Clouded Judgment? Air Pollution, Cognition, and Invalid Voting

With Diego Martin and Dario Salcedo

SSRN


Abstract

Air pollution impairs cognition, and voting is a cognitively demanding task, yet the link between the two has received little attention. Using mayoral elections in Bogotá and an instrument based on election-day wind blowing from the diesel corridors of the TransMilenio bus system, we estimate the effect of exposure to pollution on invalid voting. A one-standard-deviation increase in NOx during voting hours raises the share of invalid votes by 0.7 percentage points on average. This effect is concentrated among older voters, for whom it reaches 1.3 points, and is absent among younger ones. Turnout does not mediate this effect. Placebos varying the timing, direction, and pollutant of the instrument confirm that the effect arises only when wind carries pollution toward voters.

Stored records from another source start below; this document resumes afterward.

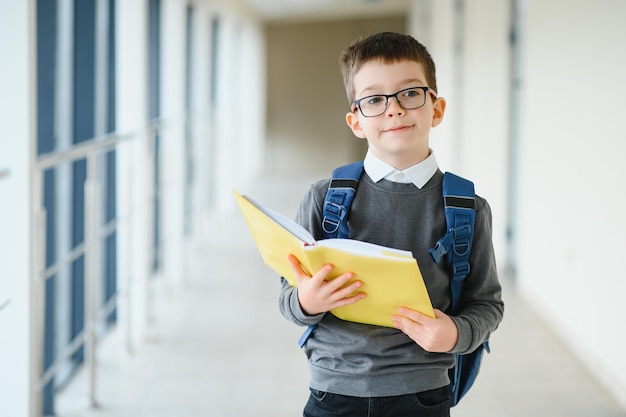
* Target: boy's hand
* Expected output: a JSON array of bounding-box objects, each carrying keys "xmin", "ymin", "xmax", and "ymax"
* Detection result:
[
  {"xmin": 391, "ymin": 308, "xmax": 458, "ymax": 353},
  {"xmin": 287, "ymin": 254, "xmax": 365, "ymax": 316}
]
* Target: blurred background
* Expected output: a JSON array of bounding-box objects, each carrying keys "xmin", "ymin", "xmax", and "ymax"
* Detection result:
[{"xmin": 1, "ymin": 0, "xmax": 626, "ymax": 416}]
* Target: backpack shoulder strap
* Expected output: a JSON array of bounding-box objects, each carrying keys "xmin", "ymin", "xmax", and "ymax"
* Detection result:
[
  {"xmin": 298, "ymin": 161, "xmax": 363, "ymax": 348},
  {"xmin": 429, "ymin": 172, "xmax": 484, "ymax": 406},
  {"xmin": 321, "ymin": 161, "xmax": 364, "ymax": 239},
  {"xmin": 428, "ymin": 172, "xmax": 476, "ymax": 313}
]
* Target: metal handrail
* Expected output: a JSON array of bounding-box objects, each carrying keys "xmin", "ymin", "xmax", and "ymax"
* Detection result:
[
  {"xmin": 35, "ymin": 328, "xmax": 87, "ymax": 391},
  {"xmin": 35, "ymin": 131, "xmax": 133, "ymax": 171},
  {"xmin": 35, "ymin": 222, "xmax": 123, "ymax": 387},
  {"xmin": 31, "ymin": 122, "xmax": 165, "ymax": 410},
  {"xmin": 34, "ymin": 288, "xmax": 120, "ymax": 391},
  {"xmin": 40, "ymin": 243, "xmax": 86, "ymax": 282},
  {"xmin": 40, "ymin": 216, "xmax": 120, "ymax": 282}
]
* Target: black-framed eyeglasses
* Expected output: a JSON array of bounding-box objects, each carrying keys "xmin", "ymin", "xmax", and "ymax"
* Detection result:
[{"xmin": 352, "ymin": 86, "xmax": 437, "ymax": 118}]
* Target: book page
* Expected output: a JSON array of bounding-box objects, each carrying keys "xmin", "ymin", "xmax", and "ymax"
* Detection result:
[
  {"xmin": 316, "ymin": 238, "xmax": 413, "ymax": 260},
  {"xmin": 241, "ymin": 194, "xmax": 315, "ymax": 245}
]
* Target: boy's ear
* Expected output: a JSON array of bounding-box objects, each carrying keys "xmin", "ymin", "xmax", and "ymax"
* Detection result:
[
  {"xmin": 346, "ymin": 111, "xmax": 366, "ymax": 139},
  {"xmin": 431, "ymin": 97, "xmax": 446, "ymax": 128}
]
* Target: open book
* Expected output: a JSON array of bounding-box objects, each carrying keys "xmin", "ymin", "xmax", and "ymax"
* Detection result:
[{"xmin": 233, "ymin": 191, "xmax": 434, "ymax": 327}]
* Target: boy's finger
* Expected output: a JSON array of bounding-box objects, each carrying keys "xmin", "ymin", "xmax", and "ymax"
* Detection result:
[
  {"xmin": 310, "ymin": 263, "xmax": 335, "ymax": 283},
  {"xmin": 287, "ymin": 254, "xmax": 309, "ymax": 283},
  {"xmin": 397, "ymin": 306, "xmax": 429, "ymax": 324},
  {"xmin": 327, "ymin": 270, "xmax": 356, "ymax": 291},
  {"xmin": 332, "ymin": 277, "xmax": 363, "ymax": 299},
  {"xmin": 331, "ymin": 291, "xmax": 366, "ymax": 309}
]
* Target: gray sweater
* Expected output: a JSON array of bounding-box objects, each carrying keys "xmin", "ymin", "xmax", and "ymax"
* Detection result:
[{"xmin": 279, "ymin": 170, "xmax": 504, "ymax": 397}]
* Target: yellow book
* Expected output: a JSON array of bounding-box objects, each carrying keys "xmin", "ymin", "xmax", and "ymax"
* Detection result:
[{"xmin": 233, "ymin": 191, "xmax": 434, "ymax": 327}]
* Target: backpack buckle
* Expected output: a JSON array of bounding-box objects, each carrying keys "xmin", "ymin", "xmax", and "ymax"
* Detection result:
[
  {"xmin": 452, "ymin": 261, "xmax": 470, "ymax": 281},
  {"xmin": 322, "ymin": 216, "xmax": 340, "ymax": 234},
  {"xmin": 429, "ymin": 239, "xmax": 448, "ymax": 263},
  {"xmin": 322, "ymin": 201, "xmax": 345, "ymax": 234}
]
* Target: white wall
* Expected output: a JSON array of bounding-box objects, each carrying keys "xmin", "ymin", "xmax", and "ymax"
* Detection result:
[
  {"xmin": 518, "ymin": 0, "xmax": 626, "ymax": 407},
  {"xmin": 160, "ymin": 0, "xmax": 187, "ymax": 290},
  {"xmin": 115, "ymin": 0, "xmax": 151, "ymax": 348},
  {"xmin": 114, "ymin": 0, "xmax": 268, "ymax": 336},
  {"xmin": 418, "ymin": 0, "xmax": 458, "ymax": 172},
  {"xmin": 413, "ymin": 0, "xmax": 626, "ymax": 408},
  {"xmin": 0, "ymin": 1, "xmax": 36, "ymax": 416},
  {"xmin": 156, "ymin": 0, "xmax": 267, "ymax": 285},
  {"xmin": 211, "ymin": 12, "xmax": 265, "ymax": 211},
  {"xmin": 457, "ymin": 0, "xmax": 510, "ymax": 264},
  {"xmin": 413, "ymin": 0, "xmax": 511, "ymax": 270},
  {"xmin": 235, "ymin": 22, "xmax": 266, "ymax": 188}
]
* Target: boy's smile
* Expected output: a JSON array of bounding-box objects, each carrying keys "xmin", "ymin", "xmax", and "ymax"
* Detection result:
[
  {"xmin": 345, "ymin": 60, "xmax": 446, "ymax": 170},
  {"xmin": 383, "ymin": 123, "xmax": 413, "ymax": 134}
]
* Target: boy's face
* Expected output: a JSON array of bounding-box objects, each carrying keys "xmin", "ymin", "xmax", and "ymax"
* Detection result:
[{"xmin": 345, "ymin": 59, "xmax": 446, "ymax": 170}]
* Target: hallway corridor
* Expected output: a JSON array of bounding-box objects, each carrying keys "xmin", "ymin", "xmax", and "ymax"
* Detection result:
[{"xmin": 54, "ymin": 174, "xmax": 626, "ymax": 417}]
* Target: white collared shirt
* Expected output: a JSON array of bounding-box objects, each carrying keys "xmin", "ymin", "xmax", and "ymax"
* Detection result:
[{"xmin": 363, "ymin": 149, "xmax": 439, "ymax": 189}]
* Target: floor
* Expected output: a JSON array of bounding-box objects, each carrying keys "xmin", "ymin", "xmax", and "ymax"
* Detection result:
[{"xmin": 55, "ymin": 174, "xmax": 626, "ymax": 417}]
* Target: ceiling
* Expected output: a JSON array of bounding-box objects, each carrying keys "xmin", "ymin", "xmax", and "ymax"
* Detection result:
[{"xmin": 238, "ymin": 0, "xmax": 409, "ymax": 22}]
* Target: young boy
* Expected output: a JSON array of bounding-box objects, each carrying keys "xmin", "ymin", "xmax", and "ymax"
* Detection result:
[{"xmin": 279, "ymin": 32, "xmax": 504, "ymax": 417}]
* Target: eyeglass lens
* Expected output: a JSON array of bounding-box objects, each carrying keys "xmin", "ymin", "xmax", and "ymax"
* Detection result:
[{"xmin": 356, "ymin": 87, "xmax": 428, "ymax": 117}]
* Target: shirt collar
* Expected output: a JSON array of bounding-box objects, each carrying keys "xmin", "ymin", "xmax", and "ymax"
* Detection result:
[{"xmin": 363, "ymin": 149, "xmax": 439, "ymax": 189}]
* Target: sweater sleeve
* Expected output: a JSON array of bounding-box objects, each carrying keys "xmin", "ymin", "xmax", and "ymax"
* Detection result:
[
  {"xmin": 279, "ymin": 277, "xmax": 326, "ymax": 327},
  {"xmin": 449, "ymin": 197, "xmax": 504, "ymax": 354}
]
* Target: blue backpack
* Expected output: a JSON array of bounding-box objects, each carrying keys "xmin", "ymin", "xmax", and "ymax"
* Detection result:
[{"xmin": 301, "ymin": 160, "xmax": 489, "ymax": 407}]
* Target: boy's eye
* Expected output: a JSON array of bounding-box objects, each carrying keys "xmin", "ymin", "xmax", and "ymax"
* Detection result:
[
  {"xmin": 366, "ymin": 96, "xmax": 385, "ymax": 105},
  {"xmin": 403, "ymin": 89, "xmax": 424, "ymax": 98}
]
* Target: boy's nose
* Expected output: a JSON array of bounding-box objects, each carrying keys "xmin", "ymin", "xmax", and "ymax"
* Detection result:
[{"xmin": 386, "ymin": 96, "xmax": 405, "ymax": 115}]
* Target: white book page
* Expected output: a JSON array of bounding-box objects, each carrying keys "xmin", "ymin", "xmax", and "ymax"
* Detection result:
[
  {"xmin": 243, "ymin": 195, "xmax": 315, "ymax": 244},
  {"xmin": 316, "ymin": 238, "xmax": 414, "ymax": 260}
]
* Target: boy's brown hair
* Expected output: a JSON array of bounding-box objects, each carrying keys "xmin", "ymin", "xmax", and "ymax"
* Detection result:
[{"xmin": 339, "ymin": 32, "xmax": 438, "ymax": 104}]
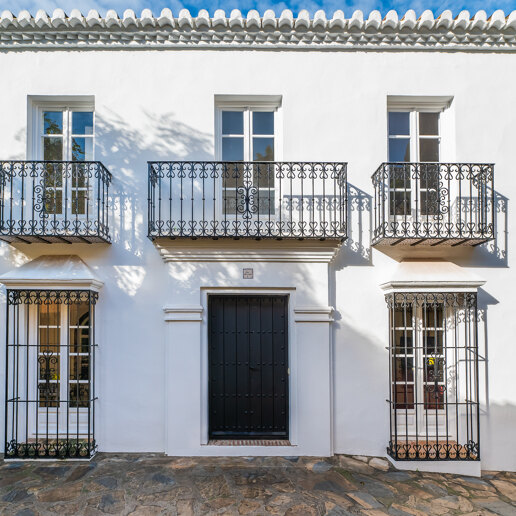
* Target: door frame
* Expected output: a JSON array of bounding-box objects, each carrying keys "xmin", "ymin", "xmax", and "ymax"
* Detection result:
[{"xmin": 200, "ymin": 287, "xmax": 297, "ymax": 446}]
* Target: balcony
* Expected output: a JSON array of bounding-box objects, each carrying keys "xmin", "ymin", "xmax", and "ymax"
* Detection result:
[
  {"xmin": 372, "ymin": 163, "xmax": 494, "ymax": 247},
  {"xmin": 148, "ymin": 161, "xmax": 347, "ymax": 241},
  {"xmin": 0, "ymin": 161, "xmax": 112, "ymax": 243}
]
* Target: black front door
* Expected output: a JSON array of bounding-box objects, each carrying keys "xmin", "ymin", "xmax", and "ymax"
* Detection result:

Decomposing the ballot reveals a single cognitive shock with two sides: on the simple mayoral ballot, pollution increases blank votes, while on the more complex city-council ballot, it increases spoiled votes. These results identify a cognitive channel through which environmental conditions shape elections, distinct from the emotional and turnout channels documented in prior work, and suggest that air quality shapes the accuracy with which citizens, especially vulnerable ones, record their preferences.